Nick Colas, chief market strategist at Convergex, notes that not only have financials lagged the broader market in 2016, but they also remain the worst performer of the S&P’s 10 sectors over the last 10 years, declining 29 percent during the period. Excluding real estate investment trusts, which have gained 28 percent on a price basis, the industry would be down 33 percent. Financials were off 1.4 percent year to date heading into Wednesday’s trading.

Financials “face several powerful headwinds and a few crosscurrents to boot,” Colas warned clients in a note that outlined six signs investors should heed before diving into the sector:

1. The financial stocks “have been dreadful investments.” Of course, what happened in the past doesn’t always presage the future, but if the trend is your friend, then financial stock buyers could become castaways.

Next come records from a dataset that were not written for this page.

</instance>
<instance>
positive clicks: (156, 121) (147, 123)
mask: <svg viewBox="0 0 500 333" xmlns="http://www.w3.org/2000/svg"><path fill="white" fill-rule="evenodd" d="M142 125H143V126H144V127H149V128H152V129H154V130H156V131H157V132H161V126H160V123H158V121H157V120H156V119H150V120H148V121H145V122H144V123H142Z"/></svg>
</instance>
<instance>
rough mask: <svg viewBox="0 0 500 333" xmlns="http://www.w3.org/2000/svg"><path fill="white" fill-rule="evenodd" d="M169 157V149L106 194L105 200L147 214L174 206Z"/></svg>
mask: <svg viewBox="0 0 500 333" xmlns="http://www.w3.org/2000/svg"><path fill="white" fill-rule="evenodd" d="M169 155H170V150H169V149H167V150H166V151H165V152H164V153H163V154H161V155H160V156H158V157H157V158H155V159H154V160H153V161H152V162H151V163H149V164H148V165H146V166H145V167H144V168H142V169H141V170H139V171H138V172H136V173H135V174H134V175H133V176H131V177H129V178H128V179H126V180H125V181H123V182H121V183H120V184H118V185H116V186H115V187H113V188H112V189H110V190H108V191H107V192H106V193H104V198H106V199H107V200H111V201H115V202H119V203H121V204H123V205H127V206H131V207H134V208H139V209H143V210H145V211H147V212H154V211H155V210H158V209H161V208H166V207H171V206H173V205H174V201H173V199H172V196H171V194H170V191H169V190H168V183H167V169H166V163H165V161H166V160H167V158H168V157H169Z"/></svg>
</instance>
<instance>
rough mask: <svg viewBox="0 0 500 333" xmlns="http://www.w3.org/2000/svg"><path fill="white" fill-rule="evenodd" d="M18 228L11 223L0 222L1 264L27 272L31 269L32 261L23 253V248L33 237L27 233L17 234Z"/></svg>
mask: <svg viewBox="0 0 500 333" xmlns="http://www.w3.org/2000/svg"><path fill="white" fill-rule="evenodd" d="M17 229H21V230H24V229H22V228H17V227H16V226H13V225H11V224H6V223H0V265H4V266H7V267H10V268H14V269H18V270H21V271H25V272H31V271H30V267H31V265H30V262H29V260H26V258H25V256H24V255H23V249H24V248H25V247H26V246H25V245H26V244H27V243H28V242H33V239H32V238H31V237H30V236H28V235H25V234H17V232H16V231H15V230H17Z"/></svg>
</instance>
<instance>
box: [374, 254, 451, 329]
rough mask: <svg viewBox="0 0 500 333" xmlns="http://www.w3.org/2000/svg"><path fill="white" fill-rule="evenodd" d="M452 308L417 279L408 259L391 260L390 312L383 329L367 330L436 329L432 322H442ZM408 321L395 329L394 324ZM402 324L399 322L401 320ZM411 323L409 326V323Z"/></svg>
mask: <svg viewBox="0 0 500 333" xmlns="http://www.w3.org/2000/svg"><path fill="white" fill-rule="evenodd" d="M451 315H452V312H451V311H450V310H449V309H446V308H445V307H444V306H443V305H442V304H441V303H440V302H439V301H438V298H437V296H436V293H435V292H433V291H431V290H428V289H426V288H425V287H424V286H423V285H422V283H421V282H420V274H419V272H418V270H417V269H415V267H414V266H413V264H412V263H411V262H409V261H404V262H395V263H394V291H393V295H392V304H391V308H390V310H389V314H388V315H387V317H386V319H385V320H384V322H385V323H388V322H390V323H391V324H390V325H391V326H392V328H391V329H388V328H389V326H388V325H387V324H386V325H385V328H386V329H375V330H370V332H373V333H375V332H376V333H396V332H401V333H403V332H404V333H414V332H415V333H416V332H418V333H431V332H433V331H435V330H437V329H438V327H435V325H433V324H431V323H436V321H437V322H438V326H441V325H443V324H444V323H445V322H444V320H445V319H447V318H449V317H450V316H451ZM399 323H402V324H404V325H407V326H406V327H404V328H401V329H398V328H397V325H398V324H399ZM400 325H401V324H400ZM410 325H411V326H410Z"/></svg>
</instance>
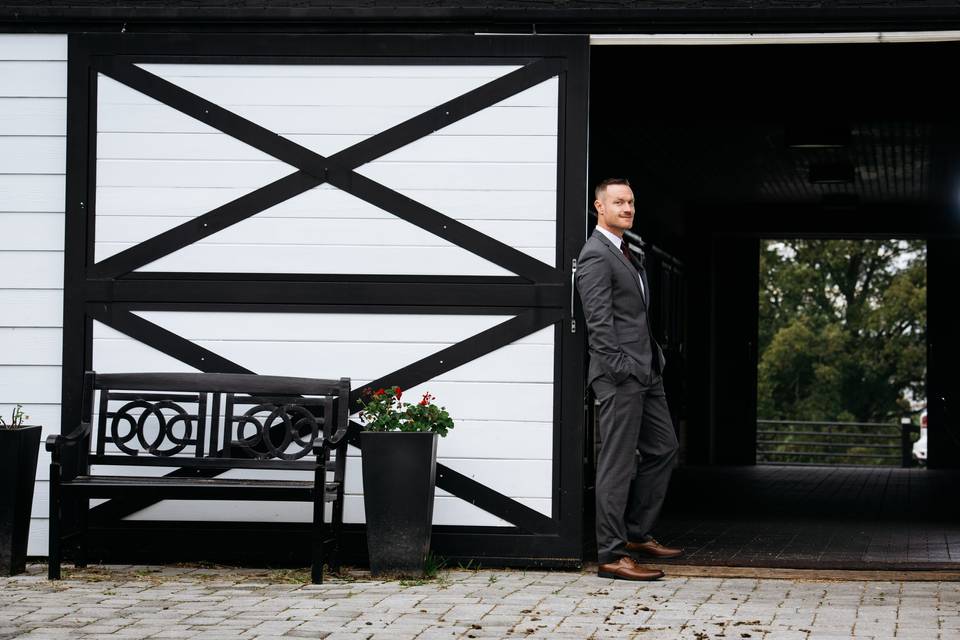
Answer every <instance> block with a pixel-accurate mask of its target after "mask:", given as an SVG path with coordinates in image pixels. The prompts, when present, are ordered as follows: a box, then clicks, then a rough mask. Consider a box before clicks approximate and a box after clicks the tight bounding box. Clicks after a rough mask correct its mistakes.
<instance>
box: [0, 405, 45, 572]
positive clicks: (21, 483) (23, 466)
mask: <svg viewBox="0 0 960 640" xmlns="http://www.w3.org/2000/svg"><path fill="white" fill-rule="evenodd" d="M29 419H30V416H28V415H26V414H24V413H23V407H22V406H21V405H19V404H18V405H17V406H16V407H15V408H14V409H13V411H12V413H11V415H10V421H9V422H8V421H7V420H6V419H4V418H3V417H2V416H0V575H5V576H13V575H17V574H18V573H23V572H24V571H25V570H26V564H27V537H28V535H29V533H30V510H31V507H32V505H33V487H34V484H35V483H36V480H37V453H38V452H39V450H40V432H41V430H42V427H39V426H32V425H25V424H24V421H25V420H29Z"/></svg>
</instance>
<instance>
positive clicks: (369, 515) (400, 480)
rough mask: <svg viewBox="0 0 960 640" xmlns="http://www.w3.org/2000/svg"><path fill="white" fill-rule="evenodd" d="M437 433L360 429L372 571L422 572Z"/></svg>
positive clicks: (427, 535)
mask: <svg viewBox="0 0 960 640" xmlns="http://www.w3.org/2000/svg"><path fill="white" fill-rule="evenodd" d="M437 437H438V436H437V434H435V433H404V432H399V431H395V432H387V433H378V432H373V431H363V432H361V433H360V447H361V455H362V457H363V506H364V512H365V513H366V517H367V550H368V551H369V553H370V573H371V575H374V576H378V575H394V574H400V575H418V576H419V575H422V574H423V569H424V564H425V562H426V560H427V552H428V551H429V550H430V531H431V528H432V522H433V489H434V483H435V480H436V470H437Z"/></svg>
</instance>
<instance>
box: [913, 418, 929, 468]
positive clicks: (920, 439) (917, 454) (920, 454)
mask: <svg viewBox="0 0 960 640" xmlns="http://www.w3.org/2000/svg"><path fill="white" fill-rule="evenodd" d="M913 459H914V460H916V461H917V462H926V461H927V410H926V409H924V410H923V413H921V414H920V439H919V440H917V441H916V442H914V443H913Z"/></svg>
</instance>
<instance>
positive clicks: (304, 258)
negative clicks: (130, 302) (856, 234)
mask: <svg viewBox="0 0 960 640" xmlns="http://www.w3.org/2000/svg"><path fill="white" fill-rule="evenodd" d="M110 244H112V243H97V256H98V259H99V258H100V256H101V255H110V254H111V253H116V252H117V251H119V250H122V249H126V248H127V247H128V246H130V245H117V246H113V247H110V246H109V245H110ZM101 245H104V248H103V249H102V251H103V254H101V253H100V251H101ZM516 249H517V250H518V251H522V252H523V253H526V254H527V255H530V256H532V257H534V258H536V259H538V260H542V261H544V262H548V263H552V262H553V261H554V259H555V258H554V254H555V252H554V251H553V250H551V249H539V248H533V249H531V248H527V247H516ZM137 271H138V272H149V271H195V272H202V273H233V272H243V273H330V274H335V273H354V274H389V275H476V276H510V275H514V274H513V273H511V272H510V271H507V270H506V269H504V268H502V267H499V266H497V265H495V264H493V263H491V262H488V261H487V260H485V259H483V258H480V257H479V256H477V255H475V254H472V253H470V252H468V251H466V250H465V249H461V248H459V247H449V248H447V247H362V246H361V247H349V246H336V247H327V248H325V249H324V250H323V251H322V252H321V251H318V250H317V249H316V248H315V247H312V246H309V245H308V246H303V245H286V246H282V247H278V246H273V247H264V246H261V245H215V244H209V243H204V242H198V243H195V244H192V245H190V246H188V247H185V248H183V249H180V250H178V251H176V252H175V253H172V254H170V255H169V256H166V257H163V258H160V259H158V260H155V261H154V262H152V263H150V264H148V265H146V266H145V267H142V268H140V269H137Z"/></svg>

2. Regulation: The Fed will be releasing stress tests results on June 23 with the related Comprehensive Capital Analysis and Review results out six days later. “In any given year, at least one institution has been singled out for deficiencies and the 2016 reviews will likely follow that precedent,” Colas said. And, of course, there are theDodd-Frank regulations and a generally hostile air in Washington toward big banks.

3. Low expected returns on capital: The average return on equity for large banks is 9 percent, but the price-to-book level averages 1.1 times, meaning investors have low expectations for growth.

4. Cost of capital: Colas found that financial stocks on average are 20 percent more volatile than the S&P 500 broadly (examining how the sector has traded against the index). The upshot: “Investors rightly worry that banks have a very high cost of capital … relative to their current returns. ”

5. Oil prices: Those looking for banks to rebound as oil prices climb out of a bear market are likely to be disappointed. Colas’ team found little correlation and believe financials are “poor proxies for moves in the energy market.”

6. “So what else could happen?” Among other things, Colas is skeptical that a new wave of professionals will be able to turn around the performance of financials.

“The key takeaway from both this final point and the piece as a whole is that financials will likely remain a tough place to make outsized returns,” Colas wrote. “Regulatory burdens are a piece of that, to be sure, and in the absence of a change in Washington that drag seems likely to continue.”

The note mostly avoids the role the Fed will play with bank stocks. There’s expectation that as the central bank normalizes rates, bank performance will follow. However, recent indicators are that the Fed is no hurry to raise rates, keeping bank returns in check.

“In the end, the resurrection of this group will have to come from one place, and one place alone: all those clever people who run the companies,” Colas said. “There is an old saying on Wall Street that the most important assets of a bank go up and down in the elevator every day. Perhaps one day they will find the ‘up” button again.”